While YuuZoo's write-off involves money that was supposed to appear but did not, ISR's case involves money that already existed, but was handed out and may no longer return. On March 1, ISR reported its full-year results for the year ended Dec 31, 2016. Non-current debt securities held by ISR that was worth S$2.24 million as at end-2015 was completely wiped out. "The decrease was due to full impairment of the existing debt facility" as at Dec 31, 2016, ISR said.

ISR did not say how much "full impairment" was in its review of its 2016 performance, but a look at the cash flow statement reveals that "full impairment" was actually S$3.7 million. ISR had lent the borrower S$2.2 million as at end-2015, allowed the same borrower to borrow another S$1.3 million by end-June 2016 and then wrote off everything by end-2016.

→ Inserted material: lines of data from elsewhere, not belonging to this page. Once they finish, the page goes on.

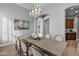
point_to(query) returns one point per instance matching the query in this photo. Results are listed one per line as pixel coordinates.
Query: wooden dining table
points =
(48, 46)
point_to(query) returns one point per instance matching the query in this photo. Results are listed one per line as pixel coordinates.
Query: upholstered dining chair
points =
(37, 52)
(47, 36)
(25, 48)
(59, 38)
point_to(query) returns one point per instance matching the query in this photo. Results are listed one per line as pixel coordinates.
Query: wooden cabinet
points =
(71, 36)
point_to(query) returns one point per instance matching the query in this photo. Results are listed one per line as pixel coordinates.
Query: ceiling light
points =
(34, 11)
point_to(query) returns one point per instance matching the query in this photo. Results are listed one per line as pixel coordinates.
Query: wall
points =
(56, 12)
(13, 11)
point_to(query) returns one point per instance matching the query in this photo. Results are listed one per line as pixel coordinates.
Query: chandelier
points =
(34, 11)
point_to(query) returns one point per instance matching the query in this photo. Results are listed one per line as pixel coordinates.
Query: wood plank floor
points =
(71, 50)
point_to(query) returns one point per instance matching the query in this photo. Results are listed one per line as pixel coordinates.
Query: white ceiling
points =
(29, 5)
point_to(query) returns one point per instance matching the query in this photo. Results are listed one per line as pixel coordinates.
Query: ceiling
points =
(29, 5)
(72, 11)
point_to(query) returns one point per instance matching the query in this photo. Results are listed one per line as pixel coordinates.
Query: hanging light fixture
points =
(34, 11)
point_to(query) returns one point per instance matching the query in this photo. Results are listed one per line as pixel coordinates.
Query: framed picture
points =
(21, 24)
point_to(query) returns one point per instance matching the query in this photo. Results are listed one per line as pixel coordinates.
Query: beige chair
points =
(47, 36)
(59, 38)
(37, 52)
(25, 48)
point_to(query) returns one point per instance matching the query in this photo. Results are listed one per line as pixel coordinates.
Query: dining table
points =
(48, 46)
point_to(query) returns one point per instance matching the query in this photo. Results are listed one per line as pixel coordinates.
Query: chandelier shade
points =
(34, 11)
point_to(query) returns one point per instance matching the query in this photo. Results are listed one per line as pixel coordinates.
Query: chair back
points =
(36, 51)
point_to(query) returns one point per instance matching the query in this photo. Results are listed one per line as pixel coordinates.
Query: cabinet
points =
(71, 36)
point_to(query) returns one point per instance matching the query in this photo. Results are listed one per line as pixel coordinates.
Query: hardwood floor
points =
(71, 49)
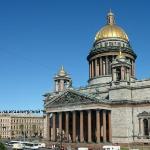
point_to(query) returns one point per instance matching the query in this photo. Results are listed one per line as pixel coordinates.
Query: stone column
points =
(97, 67)
(60, 122)
(48, 126)
(101, 66)
(67, 125)
(90, 73)
(122, 73)
(104, 125)
(104, 68)
(106, 65)
(109, 126)
(56, 86)
(92, 69)
(142, 128)
(132, 67)
(149, 126)
(61, 85)
(81, 127)
(89, 127)
(98, 126)
(74, 126)
(54, 127)
(139, 126)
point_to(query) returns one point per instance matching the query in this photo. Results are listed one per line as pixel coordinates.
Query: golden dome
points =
(111, 30)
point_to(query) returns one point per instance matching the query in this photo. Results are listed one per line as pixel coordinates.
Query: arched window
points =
(145, 123)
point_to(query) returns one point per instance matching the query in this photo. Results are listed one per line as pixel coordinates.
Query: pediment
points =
(70, 98)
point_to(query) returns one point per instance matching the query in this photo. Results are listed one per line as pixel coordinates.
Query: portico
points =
(87, 124)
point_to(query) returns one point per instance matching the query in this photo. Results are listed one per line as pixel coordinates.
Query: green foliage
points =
(2, 146)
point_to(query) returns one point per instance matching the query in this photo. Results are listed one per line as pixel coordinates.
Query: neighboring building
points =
(21, 125)
(114, 107)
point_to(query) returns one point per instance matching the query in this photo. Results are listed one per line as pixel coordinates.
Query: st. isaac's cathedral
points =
(113, 108)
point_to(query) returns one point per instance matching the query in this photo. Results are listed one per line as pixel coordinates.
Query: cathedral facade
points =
(113, 108)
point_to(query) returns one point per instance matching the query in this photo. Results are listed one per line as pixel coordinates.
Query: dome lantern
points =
(111, 30)
(110, 18)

ISR has not said why that impairment was necessary. The most detail that ISR has provided regarding the debt securities was in its FY15 annual report, which described the borrower as a "third party", and the debt securities as a five-year facility due 2020 bearing annual interest of 12 per cent and a maximum draw-down of S$5 million.

Who borrowed that S$3.7 million, why does ISR believe that the amount is irrecoverable now, and what steps have ISR taken to try to retrieve that money?

ISR did not reply to queries.

The company is currently operating under the shadow of an investigation into the trading of its shares and the management of the company prior to Nov 24, 2016. Prosecutors allege that Malaysian businessman John Soh Chee Wen, who is awaiting trial on charges related to the 2013 penny stock crash, was manipulating the shares and business decisions of ISR before he was arrested on that date.

Questions have also been raised about a planned acquisition of certain mining assets in Madagascar, particularly about the valuation of the asset and conflicts of interest related to the financial adviser on the deal and former director David Rigoll.

Those circumstances demand that ISR provide more information about that impairment to shareholders who need assurance that money has not been improperly transferred out of the company. ISR, which recently loaned S$3.5 million to the mining asset-holding business in which it plans to invest, also needs to assure shareholders that it is able to properly assess the credit quality of borrowers.

When a company writes off or impairs an asset, it destroys value that shareholders had been told existed. Companies that take that route owe their shareholders a proper explanation on why these losses have to be incurred. When companies refuse to provide that explanation, shareholders and regulators should take that as a red flag and tread with extreme caution.